Rodriguez was asked to join College Football Live on Thursday to discuss whether he thinks the rules committee will ever get involved with the game's tempo, and his response was about what you'd expect.
"No, I don't think so," he said. "I'd like to have less stoppages and play faster. You talk about entertainment and fun to watch, I think we're fun to watch when we're playing. I don't know how much fun it is to watch a huddle. That's the biggest waste of time in football. I think from an excitement standpoint and the players, I think they like to play."
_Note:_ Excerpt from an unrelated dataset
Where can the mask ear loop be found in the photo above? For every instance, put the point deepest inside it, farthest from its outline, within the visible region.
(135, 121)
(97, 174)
Much of the controversy with this topic comes from the safety of the players. Bielema and Nick Saban have said that the risk of injury for defenders against up-tempo offenses is higher, but we won't know that until there's actual proof.
Only 35.5 percent of all college football teams averaged over 75 plays per game in 2012, and although that percentage has increased dramatically over the last few years, it's unlikely we'll see any action from the NCAA.
"...If you're in shape, you still have time to substitute," said Rodriguez. "With all these timeouts and stoppages for play. You have three-minute timeouts in every quarter for TV. I don't see that at all. Some basketball teams play up-tempo and fast break all the time, they don't talk about that being an issue."
Arizona owned one of the more prolific offensive units in the nation last season, averaging 526.2 yards per game and 35.3 points. The Wildcats were pretty consistent with tempo all year long and snapped the ball a Pac-12 Conference-high 83.2 times per game—one ranked spot higher than Oregon, which was No. 11 in the country.
We can expect these numbers to increase for the Arizona offense, possibility all the way to the fastest-tempoed out of all 124 FBS teams. The 'Cats made things look easy in their first year under Rodriguez's system, and have a lot of experienced personnel returning to the field in 2013.